The research group, headed up by Dr Luis Fernando Velásquez-García, has looked at methods of growing wood-like plant tissue within a laboratory environment in a manner not too distinct from lab-grown meat products. They’ve set out the results of their research in a new report.
To achieve this, the research group took cells from the leaves of the zinnia plant and then cultured them in a liquid growth medium, which allowed them to metabolise and multiply without the need for soil or natural sunlight. These cells were then transferred into a gel substance and ‘tuned’ with certain hormones to exhibit the desired properties. In this case, two plant hormones, auxin and cytokinin, were used to manipulate the production of lignin, an organic polymer that gives wood its firmness.

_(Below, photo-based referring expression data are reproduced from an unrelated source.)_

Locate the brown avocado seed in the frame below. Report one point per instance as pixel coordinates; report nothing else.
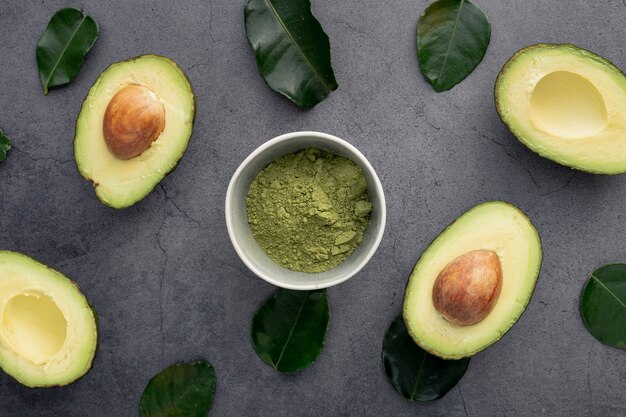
(468, 287)
(134, 118)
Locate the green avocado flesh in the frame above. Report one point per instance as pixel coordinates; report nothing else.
(121, 183)
(494, 226)
(48, 331)
(567, 104)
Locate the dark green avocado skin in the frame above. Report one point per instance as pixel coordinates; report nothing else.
(96, 321)
(505, 67)
(532, 292)
(193, 122)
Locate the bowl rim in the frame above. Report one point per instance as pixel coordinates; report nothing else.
(362, 161)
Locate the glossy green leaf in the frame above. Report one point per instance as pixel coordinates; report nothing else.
(415, 373)
(5, 145)
(62, 47)
(603, 305)
(292, 50)
(289, 330)
(452, 38)
(182, 390)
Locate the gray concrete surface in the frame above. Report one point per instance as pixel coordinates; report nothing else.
(166, 281)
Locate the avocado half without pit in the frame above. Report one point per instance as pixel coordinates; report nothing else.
(473, 282)
(566, 104)
(133, 128)
(48, 331)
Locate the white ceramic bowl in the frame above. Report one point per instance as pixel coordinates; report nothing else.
(237, 216)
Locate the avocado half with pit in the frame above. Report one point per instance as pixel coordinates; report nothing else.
(566, 104)
(48, 331)
(133, 128)
(473, 282)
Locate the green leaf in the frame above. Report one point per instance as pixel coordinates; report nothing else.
(292, 50)
(62, 47)
(182, 390)
(415, 373)
(452, 38)
(603, 305)
(289, 330)
(5, 145)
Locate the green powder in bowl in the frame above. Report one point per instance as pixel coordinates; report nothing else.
(309, 210)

The work is seen as a continuation of the microfabrication techniques being developed by the Velásquez-García research group, and builds upon previous research into other additive manufacturing methods like 3D printing. The gel in which the cells are further grown can also act as a sort of scaffolding, meaning theoretically, the wood-fibres could be grown into any particular shape, removing the need for assembly.
A way to reduce wood waste?
One of the main inspirations behind the idea was the desire to find a more efficient, strategic and streamlined way to use land and resources. Researchers observed that in both the logging and the agricultural industries there are large volumes of waste, especially in regards to the processing of timber products. If timber could essentially be grown into its final shape, it would remove the need for processing and sawing, and remove the waste involved in those steps.
Although timber plantations can have obvious environmental benefits, such as carbon sequestration and soil health enrichment, they are sometimes monocultures which limits their positive impact. It has been suggested that if alternative forms of timber can be produced, commercial forests can be allowed to grow wild again, increasing their environmental benefits.
Currently the demand for cheap timber – especially for furniture and construction materials – is placing increasing pressure on forests around the world. According to the United Nations Food and Agriculture Organization, the wood-based panel trade alone has risen by over 800 percent in the last three decades. Timber plantations need vast areas of land, which is becoming increasingly limited in the face of other demands, such as food production, housing space and environmentally protected areas.
Although only accounting for 5 percent of total forest space, industrial plantations provide around 35 percent of global wood production. These are usually well-maintained and operate on a sustainable basis, however the demand for cheap wood has led to an increase in illegal logging. Currently, around 10 percent of the global timber trade is believed to come from illicit operations, with around half of this amount occurring within threatened forests and jungles. Natural woodland has also been converted into so-called ‘fast-wood’ forests to meet demand, with some resulting in local social and ecological impacts.
Currently, the MIT project is still in its very early stages, and the team admits it is still very far from being market-ready. The next step will be to try and increase the scale of production, as well as further fine-tune the hormone levels and pH of the gel. It is also quite possible that alternative plant cells may require vastly different ‘tuning’ settings.
The MIT report also accepts that producing wood in a laboratory setting may in fact be more inefficient than growing it in plantations. Afterall, natural timber production uses the sun’s energy and natural rainfall for production, and does not require buildings, heating or artificial lights – all of which come with energy demands.
Ultimately, however, with lab-grown organic products becoming more commonplace, savings could perhaps be made in the energy expended in timber processing, transport and treatment.